Таким образом, г-жа Сван вполне могла прийти к выводу, что в попытке снова сблизиться с ее дочерью мною руководит снобизм.
Достоименитое соседство не мешало Одетте с напряженным вниманием смотреть спектакль, как будто она только ради пьесы Бергота сюда и приехала, – точно такую же добросовестность проявляла она когда- то, в гигиенических целях и для моциона гуляя в Булонском лесу. Мужчины, которые раньше не очень-то вились вокруг нее, тут, расталкивая всех, подходили к балюстраде, чтобы прильнуть к ее руке и благодаря этому приобщиться к ее блестящему окружению.
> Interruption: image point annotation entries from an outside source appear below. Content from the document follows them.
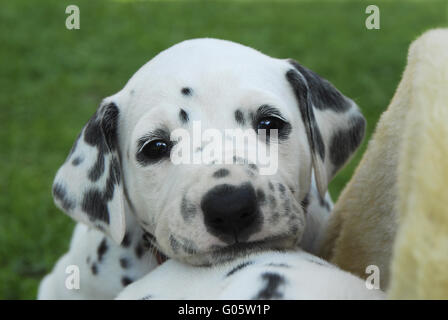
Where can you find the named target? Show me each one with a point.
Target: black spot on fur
(187, 209)
(125, 281)
(101, 132)
(239, 117)
(323, 93)
(324, 203)
(77, 161)
(95, 202)
(148, 238)
(279, 265)
(272, 283)
(183, 116)
(239, 267)
(97, 170)
(94, 269)
(345, 141)
(175, 245)
(186, 91)
(221, 173)
(126, 242)
(139, 249)
(60, 193)
(75, 145)
(94, 205)
(302, 94)
(317, 262)
(124, 263)
(305, 202)
(272, 201)
(102, 249)
(109, 125)
(281, 188)
(261, 197)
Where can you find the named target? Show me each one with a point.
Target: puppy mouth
(220, 254)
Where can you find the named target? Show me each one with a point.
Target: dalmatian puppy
(267, 275)
(135, 204)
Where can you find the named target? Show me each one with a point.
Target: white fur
(303, 276)
(224, 76)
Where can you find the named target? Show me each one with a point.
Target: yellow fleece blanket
(394, 211)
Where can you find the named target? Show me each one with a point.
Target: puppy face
(206, 211)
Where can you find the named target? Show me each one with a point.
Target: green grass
(52, 80)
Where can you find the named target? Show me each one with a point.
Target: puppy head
(188, 102)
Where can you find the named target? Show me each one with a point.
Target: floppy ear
(333, 123)
(87, 186)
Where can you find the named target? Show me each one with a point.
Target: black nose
(231, 212)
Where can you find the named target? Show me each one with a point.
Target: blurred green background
(52, 80)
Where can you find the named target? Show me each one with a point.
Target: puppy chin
(223, 254)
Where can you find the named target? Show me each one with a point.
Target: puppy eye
(270, 123)
(155, 150)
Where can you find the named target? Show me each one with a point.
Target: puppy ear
(333, 123)
(88, 185)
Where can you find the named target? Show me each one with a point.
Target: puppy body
(105, 268)
(121, 168)
(266, 275)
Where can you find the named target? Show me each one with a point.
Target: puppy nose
(231, 212)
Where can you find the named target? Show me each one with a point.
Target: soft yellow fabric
(420, 260)
(402, 182)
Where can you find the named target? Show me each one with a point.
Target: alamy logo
(72, 21)
(373, 20)
(231, 146)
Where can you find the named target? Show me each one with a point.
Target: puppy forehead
(219, 76)
(200, 62)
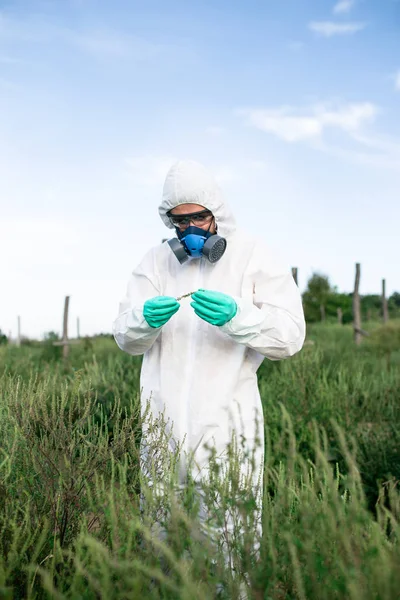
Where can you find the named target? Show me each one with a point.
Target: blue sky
(294, 105)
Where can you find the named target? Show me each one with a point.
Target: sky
(293, 105)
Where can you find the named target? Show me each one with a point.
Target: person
(201, 354)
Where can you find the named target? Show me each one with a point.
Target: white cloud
(397, 80)
(343, 6)
(113, 44)
(149, 170)
(102, 43)
(331, 28)
(293, 125)
(296, 45)
(309, 126)
(214, 130)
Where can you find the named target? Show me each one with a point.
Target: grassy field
(70, 524)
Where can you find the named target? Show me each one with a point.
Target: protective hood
(189, 182)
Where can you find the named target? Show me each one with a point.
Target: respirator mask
(193, 241)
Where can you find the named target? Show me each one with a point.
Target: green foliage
(73, 525)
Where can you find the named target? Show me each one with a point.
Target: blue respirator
(195, 242)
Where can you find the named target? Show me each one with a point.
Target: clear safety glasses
(198, 219)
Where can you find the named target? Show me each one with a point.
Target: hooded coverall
(204, 377)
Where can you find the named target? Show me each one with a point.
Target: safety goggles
(203, 217)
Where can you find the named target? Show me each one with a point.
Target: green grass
(70, 522)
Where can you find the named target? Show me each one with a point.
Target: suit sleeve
(130, 329)
(273, 322)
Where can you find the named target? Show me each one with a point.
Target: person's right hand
(157, 311)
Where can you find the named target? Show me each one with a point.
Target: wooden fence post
(19, 332)
(385, 311)
(65, 342)
(356, 306)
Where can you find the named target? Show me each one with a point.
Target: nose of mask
(194, 242)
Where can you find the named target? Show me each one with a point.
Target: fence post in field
(19, 332)
(65, 330)
(65, 342)
(356, 306)
(385, 311)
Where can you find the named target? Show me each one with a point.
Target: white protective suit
(203, 376)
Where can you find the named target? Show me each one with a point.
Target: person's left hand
(214, 307)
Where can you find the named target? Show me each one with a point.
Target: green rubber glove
(214, 307)
(157, 311)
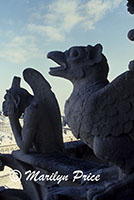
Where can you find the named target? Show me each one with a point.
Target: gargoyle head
(79, 62)
(16, 99)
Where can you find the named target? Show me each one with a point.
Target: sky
(29, 29)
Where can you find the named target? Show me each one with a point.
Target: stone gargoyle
(98, 112)
(42, 130)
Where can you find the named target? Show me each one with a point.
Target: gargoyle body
(42, 128)
(99, 112)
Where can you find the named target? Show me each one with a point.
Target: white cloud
(50, 31)
(20, 49)
(61, 16)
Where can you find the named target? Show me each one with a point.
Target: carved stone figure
(99, 112)
(42, 130)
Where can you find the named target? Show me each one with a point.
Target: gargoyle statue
(99, 112)
(42, 128)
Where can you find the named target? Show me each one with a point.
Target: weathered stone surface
(42, 128)
(98, 112)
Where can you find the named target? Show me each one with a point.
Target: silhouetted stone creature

С улыбкой, в которой любезность преобладала над насмешливостью, она терпеливо отвечала на их вопросы и держалась при этом с такой уверенностью, какой трудно было бы от нее ожидать, и, пожалуй, уверенность эта была не показная, потому что теперь, хоть и с запозданием, для всех стали явными ее связи, для нее давно уже ставшие чем-то привычным, но до времени скрывавшиеся ею из скромности. За этими тремя дамами, приковывая к себе все взгляды, сидел Бергот, а в одном ряду с ним принц Агригентский, граф Луи де Тюрен и граф де Бресте. И легко можно понять, что для этих людей, принятых всюду и если все-таки стремившихся подняться еще выше, то только ради чего-то совсем уж из ряда вон выходящего, возможность показать, чего они стоят, которую, как они думали, предоставляла им, приближая их к себе, хозяйка дома, женщина, по мнению многих, очень умная, у которой они рассчитывали встретить всех модных драматургов и романистов, – эта возможность заключала в себе нечто более притягательное и животрепещущее, чем вечера у принцессы Германтской, в течение стольких лет устраивавшиеся без всякой программы и каких-нибудь новинок, более или менее похожие на тот, что мы так долго описывали. В высшем свете, свете Германтов, интерес к которому ослабевал, новые явления умственной жизни не воплощались в тех развлечениях, которые им были нужны, как они воплощались в пустячках, какие Бергот сочинял для г-жи Сван, вроде тех устраивавшихся по всей форме заседаний ревнителей общественного блага (впрочем, трудно себе представить, чтобы свет хоть в какой-то мере мог заинтересоваться делом Дрейфуса), на которые к г-же Вердюрен съезжались Пикар, Клемансо, Золя, Рейнак и Лабори.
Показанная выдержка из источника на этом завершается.